Transistorized power inverters typically include one or more inverter legs or branches coupled to a DC power source. Each leg includes a pair of switches which are alternately operated to connect the junction therebetween to the voltages developed by the DC source to in turn produce an alternating phase output.
In such an inverter, it is important that one of the power switches be fully turned off before the other is turned on to prevent shorting of the DC power source. Such a condition, commonly called "shootthrough" or "cross conduction" can result in a degradation of the output waveform or even destruction of one or both of the transistors.
One prior attempt at minimizing the possibility of shoot-through in an inverter circuit is disclosed in Stobbe et al U.S. Pat. No. 4,126,819. This patent discloses the use of current sensors, such as resistors, coupled in series with the emitter electrode of each of a plurality of power transistors. The voltage across each current sensor is coupled through a driver circuit to the base of the complementary transistor in the inverter leg so that one transistor is maintained in an off condition while the other transistor is conducting current above a specified level.
Other patents disclosing circuits for maintaining one transistor in an inverter leg in an off condition until a specified condition is reached by a complementary transistor in the inverter leg are Gritter U.S. Pat. No. 4,371,824, Rosswurm et al U.S. Pat. No. 4,342,076, and Kelleher U.S. Pat. No. 3,828,208.
None of the above-noted patents discloses a simple and completely satisfactory circuit for preventing cross conduction or shoot-through. For example, the use of a resistor as a current sensor in the collector-emitter circuit of the Stobbe et al patent reduces the maximum switching frequency which can be attained and results in an undesirable power loss. Further, such current sensors undesirably affect the ability of a snubber circuit connected across the collector and emitter electrodes of each power transistor to dissipate transients caused by switching of the transistors.

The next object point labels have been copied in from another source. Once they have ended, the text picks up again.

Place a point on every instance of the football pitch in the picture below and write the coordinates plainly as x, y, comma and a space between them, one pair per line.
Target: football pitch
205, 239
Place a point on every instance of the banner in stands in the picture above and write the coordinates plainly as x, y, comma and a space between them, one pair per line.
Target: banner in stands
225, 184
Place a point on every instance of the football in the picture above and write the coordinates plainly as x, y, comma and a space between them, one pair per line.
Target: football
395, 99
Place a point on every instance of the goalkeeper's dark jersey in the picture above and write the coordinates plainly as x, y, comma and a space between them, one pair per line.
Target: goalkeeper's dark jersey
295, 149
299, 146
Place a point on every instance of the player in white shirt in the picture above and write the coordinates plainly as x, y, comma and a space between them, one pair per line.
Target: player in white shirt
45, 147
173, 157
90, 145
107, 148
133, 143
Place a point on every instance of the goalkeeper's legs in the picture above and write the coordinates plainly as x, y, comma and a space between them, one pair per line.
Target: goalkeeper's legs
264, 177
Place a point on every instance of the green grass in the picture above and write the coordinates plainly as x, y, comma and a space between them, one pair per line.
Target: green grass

A somewhat different approach to a solution of this problem is disclosed in Simmons U.S. Pat. No. 4,155,133. This patent discloses a circuit which prevents overlapping operation of transistors in an inverter by providing a fixed time delay between the base drive commands which are ultimately coupled to the inverter transistors. The Simmons circuit includes a pair of switching amplifiers that control the conduction of the series-connected power switches in each leg of the inverter in accordance with first and second driving pulses. The driving pulses are coupled to the inputs of the switching amplifiers through delay networks. The time constants of the delay networks are selected so that that there is a predetermined length of time between removal of base drive from one switch and application of base drive to the other switch, which duration is at least as great as the charge storage time of the transistors and less than half the duration of the drive pulses.
However, Simmons does not sense the outputs of the switching amplifiers to determine when the application of base drive to one of the transistors has been terminated, and hence there is no guarantee in the event of a malfunction that the base drive from one transistor has been removed before another transistor is driven into conduction.
Further, the Simmons system relies on complex delay circuits and is generally expensive to implement.
A still further circuit for preventing shootthrough in an inverter is disclosed in Glennon U.S. application Ser. No. 687,204, filed Dec. 28, 1984, entitled "Transistor Inverter Interlock Circuit" and assigned to the assignee of the instant application. This application discloses an interlock circuit which includes means for generating a gating signal when the voltage across two electrodes of one of a pair of series-connected power switches reaches a selected level indicative of turn-off of such switch and means for inhibiting turn-on of the complementary switch until the gating signal is generated.